The Four Seasons 2 prende avvio dalla tragica morte di Nick (Steve Carell), avvenuta nel finale della prima stagione. Un evento che – non presente nel film del 1981 – gli autori utilizzano invece come punto di partenza per una riflessione più ampia sul cambiamento e sulla capacità di ricostruire la propria vita.

L’assenza di Nick aleggia costantemente sulla narrazione. Nei primi episodi, il gruppo di amici è impegnato a trovare il luogo giusto dove disperdere le sue ceneri, ma il vero viaggio è quello interiore che ciascun personaggio affronta per ridefinire il proprio equilibrio. La serie sceglie una strada intelligente: non insiste mai in modo didascalico sulla perdita, preferendo lasciare che il peso emotivo della morte emerga attraverso la necessità di cambiare.

Particolarmente riuscita è la relazione tra Anne (Kerri Kenney-Silver), ex moglie di Nick, e Ginny (Erika Henningsen), la giovane compagna rimasta incinta del suo bambino. Quello che sulla carta potrebbe sembrare un conflitto inevitabile diventa invece uno dei rapporti più autentici e toccanti della stagione. Le due donne costruiscono una forma inedita di famiglia, dimostrando come il dolore possa generare legami inaspettati. Emblematica la battuta pronunciata da Kate: «Le donne non dovrebbero essere amiche delle donne per cui i loro mariti le hanno lasciate. Hai ragione, non esiste una canzone di Beyoncé su questo». Una battuta che sintetizza perfettamente il tono della serie: brillante, ironico e profondamente umano.

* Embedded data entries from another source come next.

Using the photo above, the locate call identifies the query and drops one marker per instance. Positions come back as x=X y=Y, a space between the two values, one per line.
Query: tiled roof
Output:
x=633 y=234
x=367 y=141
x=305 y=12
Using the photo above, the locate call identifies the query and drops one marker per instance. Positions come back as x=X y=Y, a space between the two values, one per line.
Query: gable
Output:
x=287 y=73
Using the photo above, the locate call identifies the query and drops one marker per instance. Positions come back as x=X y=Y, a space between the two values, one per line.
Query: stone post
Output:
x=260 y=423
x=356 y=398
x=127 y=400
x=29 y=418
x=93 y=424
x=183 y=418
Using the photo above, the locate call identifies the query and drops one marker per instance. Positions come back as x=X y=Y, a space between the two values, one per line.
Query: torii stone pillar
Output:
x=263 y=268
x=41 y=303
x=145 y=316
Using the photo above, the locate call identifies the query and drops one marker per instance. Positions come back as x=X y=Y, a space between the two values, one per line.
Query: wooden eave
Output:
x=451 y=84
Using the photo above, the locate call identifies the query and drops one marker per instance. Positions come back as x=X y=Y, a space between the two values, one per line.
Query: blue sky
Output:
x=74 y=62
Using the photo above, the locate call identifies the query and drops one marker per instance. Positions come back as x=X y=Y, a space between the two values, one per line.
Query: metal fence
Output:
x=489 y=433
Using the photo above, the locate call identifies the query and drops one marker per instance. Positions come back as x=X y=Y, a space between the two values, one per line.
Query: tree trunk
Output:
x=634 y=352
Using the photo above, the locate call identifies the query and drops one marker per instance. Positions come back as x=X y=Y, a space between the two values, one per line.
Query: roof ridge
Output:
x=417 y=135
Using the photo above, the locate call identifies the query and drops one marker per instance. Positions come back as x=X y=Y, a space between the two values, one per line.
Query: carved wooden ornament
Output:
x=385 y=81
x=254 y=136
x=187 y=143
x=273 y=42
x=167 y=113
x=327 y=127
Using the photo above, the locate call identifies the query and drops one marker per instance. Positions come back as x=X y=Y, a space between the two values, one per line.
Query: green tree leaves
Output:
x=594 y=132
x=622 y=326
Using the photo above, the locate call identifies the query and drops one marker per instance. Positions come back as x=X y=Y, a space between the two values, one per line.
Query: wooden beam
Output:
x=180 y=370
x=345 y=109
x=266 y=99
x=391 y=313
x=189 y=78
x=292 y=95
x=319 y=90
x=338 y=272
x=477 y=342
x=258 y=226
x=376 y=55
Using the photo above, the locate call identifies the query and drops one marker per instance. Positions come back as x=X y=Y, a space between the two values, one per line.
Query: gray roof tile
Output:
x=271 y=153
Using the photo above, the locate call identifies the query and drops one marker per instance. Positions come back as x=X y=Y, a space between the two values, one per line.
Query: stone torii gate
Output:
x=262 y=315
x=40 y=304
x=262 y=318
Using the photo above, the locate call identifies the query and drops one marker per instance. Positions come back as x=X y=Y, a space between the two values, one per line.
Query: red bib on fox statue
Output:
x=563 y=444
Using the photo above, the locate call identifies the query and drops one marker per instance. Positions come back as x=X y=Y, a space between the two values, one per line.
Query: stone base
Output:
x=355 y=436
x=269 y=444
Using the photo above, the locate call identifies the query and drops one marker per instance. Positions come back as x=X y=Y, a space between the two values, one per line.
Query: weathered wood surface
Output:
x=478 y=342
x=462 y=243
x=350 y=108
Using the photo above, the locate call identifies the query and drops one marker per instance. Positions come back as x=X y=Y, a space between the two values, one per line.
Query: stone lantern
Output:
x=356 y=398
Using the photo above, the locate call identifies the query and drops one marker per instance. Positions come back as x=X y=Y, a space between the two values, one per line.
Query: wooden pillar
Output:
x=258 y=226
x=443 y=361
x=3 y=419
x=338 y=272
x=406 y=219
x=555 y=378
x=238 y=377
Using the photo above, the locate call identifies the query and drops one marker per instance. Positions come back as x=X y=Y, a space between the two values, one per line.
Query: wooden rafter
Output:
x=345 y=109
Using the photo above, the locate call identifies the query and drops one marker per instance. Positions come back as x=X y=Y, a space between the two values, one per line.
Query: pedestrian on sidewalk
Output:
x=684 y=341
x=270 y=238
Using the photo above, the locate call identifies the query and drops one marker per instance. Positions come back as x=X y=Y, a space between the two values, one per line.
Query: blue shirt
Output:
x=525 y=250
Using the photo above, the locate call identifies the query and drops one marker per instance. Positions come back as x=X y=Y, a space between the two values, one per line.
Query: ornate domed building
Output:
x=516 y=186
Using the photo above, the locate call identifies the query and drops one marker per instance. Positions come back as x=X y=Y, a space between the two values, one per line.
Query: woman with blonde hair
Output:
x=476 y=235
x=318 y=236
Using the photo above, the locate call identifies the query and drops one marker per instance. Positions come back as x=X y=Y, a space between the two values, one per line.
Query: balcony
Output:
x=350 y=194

Kerri Kenney-Silver è l’anima emotiva della stagione

Dal punto di vista delle interpretazioni, il cast si conferma uno dei principali punti di forza della serie. La complicità è evidente anche nella prima stagione, ma questa volta c’è una naturalezza diversa. Tina Fey mantiene intatta la sua impeccabile gestione dei tempi comici, aggiungendo più elementi slapstick

La vera protagonista emotiva di questa seconda stagione, però, è Kerri Kenney-Silver. Il suo lavoro su Anne è straordinario per misura e autenticità. L’attrice riesce a raccontare il dolore, la rabbia, la vulnerabilità e infine l’accettazione senza mai cadere nell’enfasi, costruendo uno dei percorsi più convincenti dell’intera serie.

Anche Erika Henningsen offre una performance notevole, trasformando Ginny da personaggio potenzialmente divisivo a figura centrale e che permette ad Anne di esplorare se stessa. La chimica tra le due personagge è uno degli elementi che rende questa stagione particolarmente efficace, anche perché totalmente inaspettata.

The Four Seasons 2 è una delle migliori dramedy degli ultimi anni

Con la sua scrittura elegante, un cast in stato di grazia e una sensibilità rara nel raccontare le complessità delle relazioni adulte, The Four Seasons 2 compie un passo avanti rispetto alla già ottima prima stagione. È una serie che parla di lutto senza essere triste, di amore senza essere romantica nel senso tradizionale del termine e di amicizia senza idealizzarla.

Tina Fey dimostra ancora una volta di saper osservare la vita nelle sue contraddizioni più profonde, trovando sempre il modo di far convivere malinconia e comicità. Il risultato è una stagione più completa, capace di lasciare il segno ben oltre i titoli di coda.